Many years ago, Walter Bagehot noted that “John Bull can stand many things, but he cannot stand two per cent.” Well, since the Great Recession, he has had to stand yields well below that. Actually, in many countries, investors have to stand interest rates below zero. How logical is that?

And the virus of negative yields is quickly spreading. In September 2019, the amount of global debt with negative yields amounted to about $16 trillion, or more than 25 percent of the market. This number has nearly tripled since October 2018. Even the 10-year German bond went negative (see the chart below), while Nordea Bank, a leading Danish bank, said it will begin offering 20-year fixed-rate mortgages with zero interest, as well as 30-year mortgages at minus 0.5 percent.

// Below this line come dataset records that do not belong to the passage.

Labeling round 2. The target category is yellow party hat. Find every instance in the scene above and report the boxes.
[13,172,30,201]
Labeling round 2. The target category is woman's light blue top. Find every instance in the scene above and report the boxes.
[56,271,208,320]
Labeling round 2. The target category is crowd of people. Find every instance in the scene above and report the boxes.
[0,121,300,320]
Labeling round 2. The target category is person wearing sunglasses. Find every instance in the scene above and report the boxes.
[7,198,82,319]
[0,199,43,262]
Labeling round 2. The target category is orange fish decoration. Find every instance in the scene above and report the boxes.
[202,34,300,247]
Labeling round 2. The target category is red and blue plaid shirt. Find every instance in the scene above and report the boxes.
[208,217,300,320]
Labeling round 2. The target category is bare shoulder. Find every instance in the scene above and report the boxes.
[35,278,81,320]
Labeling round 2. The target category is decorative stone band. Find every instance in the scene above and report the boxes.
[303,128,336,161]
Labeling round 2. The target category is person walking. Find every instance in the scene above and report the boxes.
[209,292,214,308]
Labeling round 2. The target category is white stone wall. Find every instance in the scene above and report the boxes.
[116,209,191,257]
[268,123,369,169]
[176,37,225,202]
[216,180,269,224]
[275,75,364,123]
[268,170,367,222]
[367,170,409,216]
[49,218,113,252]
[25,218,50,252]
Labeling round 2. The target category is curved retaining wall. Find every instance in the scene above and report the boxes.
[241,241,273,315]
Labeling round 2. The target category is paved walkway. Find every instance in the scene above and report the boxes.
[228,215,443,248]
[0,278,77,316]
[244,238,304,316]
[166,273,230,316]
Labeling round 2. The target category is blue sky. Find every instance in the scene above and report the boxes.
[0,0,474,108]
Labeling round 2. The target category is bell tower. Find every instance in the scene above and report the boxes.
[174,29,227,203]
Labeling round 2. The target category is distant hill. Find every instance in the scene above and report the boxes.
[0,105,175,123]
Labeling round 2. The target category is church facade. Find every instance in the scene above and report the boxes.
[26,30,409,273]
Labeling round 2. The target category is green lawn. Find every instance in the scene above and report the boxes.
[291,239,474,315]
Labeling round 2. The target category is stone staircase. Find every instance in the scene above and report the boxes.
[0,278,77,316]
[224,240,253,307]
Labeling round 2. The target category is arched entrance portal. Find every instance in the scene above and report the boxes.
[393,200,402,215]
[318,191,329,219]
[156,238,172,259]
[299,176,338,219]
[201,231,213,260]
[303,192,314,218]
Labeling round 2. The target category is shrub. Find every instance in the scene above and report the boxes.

Isn’t this economic madness?

Chart 1: 10-year German government bond yields from January 2010 to August 2019.

German government bond yields and gold chart

Normally, instead of spending it themselves, lenders offer the borrowers money, in return receiving the promise of being paid back, and interest. Negative bond yields seem to turn the credit relations upside down. But they do not mean negative coupon payments. Negative yields imply losses for investors who purchase these bonds and hold them until maturity, not for all bond investors. 

Let’s assume that the Dutch government issues one-year bond with a nominal value of €1000 and a coupon of 1 percent per annum paid at the bond’s maturity date. If the bond is quoted at nominal price, then the yield to maturity is 1 percent. What happens when the bond price rises to €1020? In this situation, the yield to maturity drops to almost -1.0 percent. This is because the investor who bought the bond at €1020, will receive only €1010 at maturity, losing €10. However, if the price of bond rises further from €1020 to €1040, the investor will enjoy the positive return of 1.96 percent (20/1020), although the yield to maturity will drop to -2.88 percent (30/1040).

As you can see, it is still possible to gain in the environment of negative yields, but this can continue only as long as the bond prices are rising. One has to simply find a greater fool to whom he or she can resell the bond. Or maybe not a fool – after all, investors, quite rationally, bet that the central banks will always step in and purchase as many bonds as needed.

Negative Yields and Gold
What do negative bond yields imply for the gold market? Well, the spread of negative bond yields should be fundamentally positive for gold prices. The subzero yields reflect the flight to safety. Investors scramble for safe haven to park securely their hard-earned money. But gold is the ultimate safe-haven asset and no one’s liability to boot.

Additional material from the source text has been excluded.